Accepted contributions:
Session 1Contribution short abstract:
This presentation explores Eastern visual strategies in solidarity with liberation movements, and their reverberations in todays’ visual memories of the struggles for liberation, in the case study of the collaboration that the Yugoslav state-run newsreel Filmske novosti established with FRELIMO.
Contribution long abstract:
This presentation explores Eastern visual strategies in solidarity with liberation movements, and their reverberations in todays’ visual memories of the struggles for liberation, in the case study of the collaboration established between the Yugoslav state-run newsreel Filmske Novosti and FRELIMO. In so doing, I collate the sources I found at the very understudied archives of FRELIMO, hosted in Maputo, and the archives of some of FRELIMO's main solidarity movements (mostly at ACOA archives, in New Orleans, and the archives of the Dutch Angola Committee (AC) in Amsterdam), with the research published by visual historians R. Vučetić and M. Turajlić, based on Filmske novosti's archives in Belgrade. From Filmske novosti's collaboration resulted one of FRELIMO’s most known documentary films: Venceremos (Popovik, 1967). This film was later widely used as the main supplier of stock images to the humanitarian propaganda produced by some of the main western solidarity movements to FRELIMO. Additionally, Filmkse novosti also trained Jose Soares in Belgrade. He was FRELIMO’s main camera man, and head of the little-known team of guerrilla-photographers of FRELIMO’s Department of Information and Propaganda. In 1975, when FRELIMO won state power, a Filmkse novosti’s team went back to Tanzania to film two of the most emblematic documentary films about Mozambique’s independence. Widely distributed at the Mozambican television, these Yugoslav made films are crucial part of the visual memory of FRELIMO’s struggle today.
Contribution short abstract:
The contribution sheds light on how the South Africans came to sign the NPT, bringing to the fore the role played by Soviet delegates in the process. This is a new perspective, which includes considering several entanglements and connections between apartheid diplomats and their Soviet counterparts.

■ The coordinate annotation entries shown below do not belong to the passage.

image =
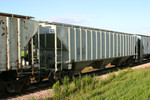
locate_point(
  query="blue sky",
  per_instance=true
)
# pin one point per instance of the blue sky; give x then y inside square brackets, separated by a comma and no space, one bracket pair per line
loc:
[131,16]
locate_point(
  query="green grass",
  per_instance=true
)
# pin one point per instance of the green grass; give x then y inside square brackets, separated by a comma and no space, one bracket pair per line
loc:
[126,85]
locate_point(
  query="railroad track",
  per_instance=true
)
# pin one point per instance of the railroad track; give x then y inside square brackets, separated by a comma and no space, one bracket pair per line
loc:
[35,87]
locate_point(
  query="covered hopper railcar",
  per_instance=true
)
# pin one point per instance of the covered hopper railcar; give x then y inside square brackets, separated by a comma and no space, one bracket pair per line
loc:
[17,44]
[67,49]
[36,49]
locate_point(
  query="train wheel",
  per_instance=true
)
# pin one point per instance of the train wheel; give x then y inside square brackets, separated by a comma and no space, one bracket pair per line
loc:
[51,79]
[2,90]
[26,84]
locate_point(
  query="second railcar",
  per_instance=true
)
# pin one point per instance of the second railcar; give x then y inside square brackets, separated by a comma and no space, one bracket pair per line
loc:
[68,48]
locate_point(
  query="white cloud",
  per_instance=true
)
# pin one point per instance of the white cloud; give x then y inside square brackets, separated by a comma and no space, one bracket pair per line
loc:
[67,19]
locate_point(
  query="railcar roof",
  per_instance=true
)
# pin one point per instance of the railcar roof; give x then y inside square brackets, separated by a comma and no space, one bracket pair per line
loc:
[15,15]
[83,27]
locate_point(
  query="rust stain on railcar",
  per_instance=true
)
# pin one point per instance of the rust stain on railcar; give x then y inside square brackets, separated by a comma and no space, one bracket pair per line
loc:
[3,34]
[7,49]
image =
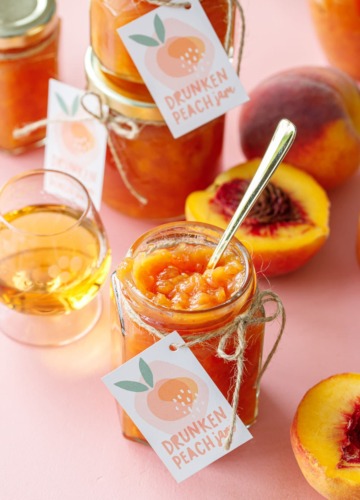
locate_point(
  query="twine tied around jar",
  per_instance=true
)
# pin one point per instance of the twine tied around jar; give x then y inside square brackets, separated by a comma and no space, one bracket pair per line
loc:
[235,330]
[229,23]
[128,128]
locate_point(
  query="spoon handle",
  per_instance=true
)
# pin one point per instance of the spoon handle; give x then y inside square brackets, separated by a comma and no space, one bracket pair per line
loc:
[280,143]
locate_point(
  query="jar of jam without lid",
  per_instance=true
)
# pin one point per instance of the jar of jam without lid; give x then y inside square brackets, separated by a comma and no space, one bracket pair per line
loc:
[29,32]
[106,16]
[163,284]
[161,169]
[337,26]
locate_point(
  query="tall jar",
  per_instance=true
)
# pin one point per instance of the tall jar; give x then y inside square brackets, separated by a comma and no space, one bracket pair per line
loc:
[106,16]
[337,25]
[190,245]
[152,164]
[29,33]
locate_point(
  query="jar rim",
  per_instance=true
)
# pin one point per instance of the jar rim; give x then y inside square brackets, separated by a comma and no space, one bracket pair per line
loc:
[114,96]
[249,278]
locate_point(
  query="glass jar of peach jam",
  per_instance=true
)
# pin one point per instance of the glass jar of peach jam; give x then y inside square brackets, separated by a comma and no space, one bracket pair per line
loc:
[106,16]
[159,168]
[163,283]
[29,32]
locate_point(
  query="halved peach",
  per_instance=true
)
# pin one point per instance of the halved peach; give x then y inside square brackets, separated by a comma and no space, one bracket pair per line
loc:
[325,436]
[286,227]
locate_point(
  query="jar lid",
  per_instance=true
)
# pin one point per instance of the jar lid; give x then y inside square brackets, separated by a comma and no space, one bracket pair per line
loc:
[118,98]
[21,21]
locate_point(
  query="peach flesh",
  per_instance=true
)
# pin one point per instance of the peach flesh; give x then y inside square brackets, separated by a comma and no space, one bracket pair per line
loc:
[350,447]
[273,208]
[325,436]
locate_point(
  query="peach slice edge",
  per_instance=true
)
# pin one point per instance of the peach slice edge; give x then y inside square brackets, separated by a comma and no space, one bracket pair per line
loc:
[315,447]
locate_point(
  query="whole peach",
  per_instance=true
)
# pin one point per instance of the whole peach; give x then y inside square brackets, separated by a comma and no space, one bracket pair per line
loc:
[324,104]
[337,25]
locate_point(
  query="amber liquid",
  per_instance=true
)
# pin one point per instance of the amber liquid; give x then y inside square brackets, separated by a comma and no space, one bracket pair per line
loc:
[52,274]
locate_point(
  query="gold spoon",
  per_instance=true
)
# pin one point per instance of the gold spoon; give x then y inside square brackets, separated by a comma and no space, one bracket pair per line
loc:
[280,143]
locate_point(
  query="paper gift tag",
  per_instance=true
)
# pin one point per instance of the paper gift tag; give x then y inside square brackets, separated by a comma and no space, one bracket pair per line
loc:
[75,141]
[176,406]
[184,65]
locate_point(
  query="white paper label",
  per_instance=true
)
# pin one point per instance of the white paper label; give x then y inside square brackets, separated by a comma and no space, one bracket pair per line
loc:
[176,406]
[184,65]
[76,141]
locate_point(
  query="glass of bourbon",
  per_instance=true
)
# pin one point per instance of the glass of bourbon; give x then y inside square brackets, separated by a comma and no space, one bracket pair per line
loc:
[54,258]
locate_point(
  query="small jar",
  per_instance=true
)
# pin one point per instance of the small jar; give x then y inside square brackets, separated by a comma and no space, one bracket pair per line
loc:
[106,16]
[29,33]
[138,310]
[161,169]
[337,25]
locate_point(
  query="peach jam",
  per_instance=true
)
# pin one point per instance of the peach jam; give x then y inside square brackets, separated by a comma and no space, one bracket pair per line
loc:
[29,32]
[106,16]
[159,168]
[163,281]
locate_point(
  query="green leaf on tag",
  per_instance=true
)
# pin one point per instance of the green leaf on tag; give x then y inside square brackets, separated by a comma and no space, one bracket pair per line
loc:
[159,28]
[146,372]
[129,385]
[62,103]
[144,40]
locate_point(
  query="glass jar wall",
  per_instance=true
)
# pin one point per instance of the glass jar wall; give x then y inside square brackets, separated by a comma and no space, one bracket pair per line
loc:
[29,35]
[189,245]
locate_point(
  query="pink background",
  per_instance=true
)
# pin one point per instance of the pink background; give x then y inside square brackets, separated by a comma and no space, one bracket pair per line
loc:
[59,432]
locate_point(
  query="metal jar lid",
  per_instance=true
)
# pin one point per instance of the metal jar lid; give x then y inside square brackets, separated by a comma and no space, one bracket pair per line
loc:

Contribution long abstract:
This contribution sheds light on how the South Africans came to accede to the Treaty on the Non-Proliferation of Nuclear Weapons (NPT), bringing to the fore the role played by Soviet delegates at the International Atomic Energy Agency (IAEA) in Vienna. This is a new perspective, hitherto absent from scholarly accounts. It includes considering several entanglements and connections between apartheid diplomats and their Soviet counterparts in various international fora, despite the absence of official bilateral relations between the two states from the early 1960s. From the mid-1980s, an unlikely close relationship developed between Pretoria’s and Moscow’s permanent representatives to the IAEA in Vienna, and the mutual trust built during various encounters towards the end of the 1980s helped bring South Africa’s nuclear infrastructure under IAEA auspices. I look at the influence of the diplomats of the NPT-Depository States (the UK, the USSR, and the US), whose officials had long attempted to drive NPT negotiations forward with Pretoria’s diplomats, and include consideration of their joint role in achieving South Africa’s accession to the NPT in 1991. I focus specifically on Soviet diplomacy between 1987, when multiparty efforts gained momentum with the aim of getting Pretoria’s leaders back at the negotiation table with the Depositories, and 1991, when South Africa finally acceded to the Treaty.
Contribution short abstract:
This paper examines not yet explored part of Czechoslovak cooperation with Angola after 1975. Analysis of Czechoslovak expertise in this African state contributes to the current academic discussion about the role of smaller socialist states in the Cold War competition in the Global South.
Contribution long abstract:
The Czechoslovak expertise in independent Angola, which has not yet been the subject of broader research interest, became one of the most important cooperations between both states after the Angolan independence in 1975. The paper examines the motivations of the actors involved in this policy, its evolution, and its outcomes. The aim is to show a new dimension of interactions between the East and South, reconsider the role of smaller socialist states in the global Cold War and find if there are some reverberations of this policy in the present.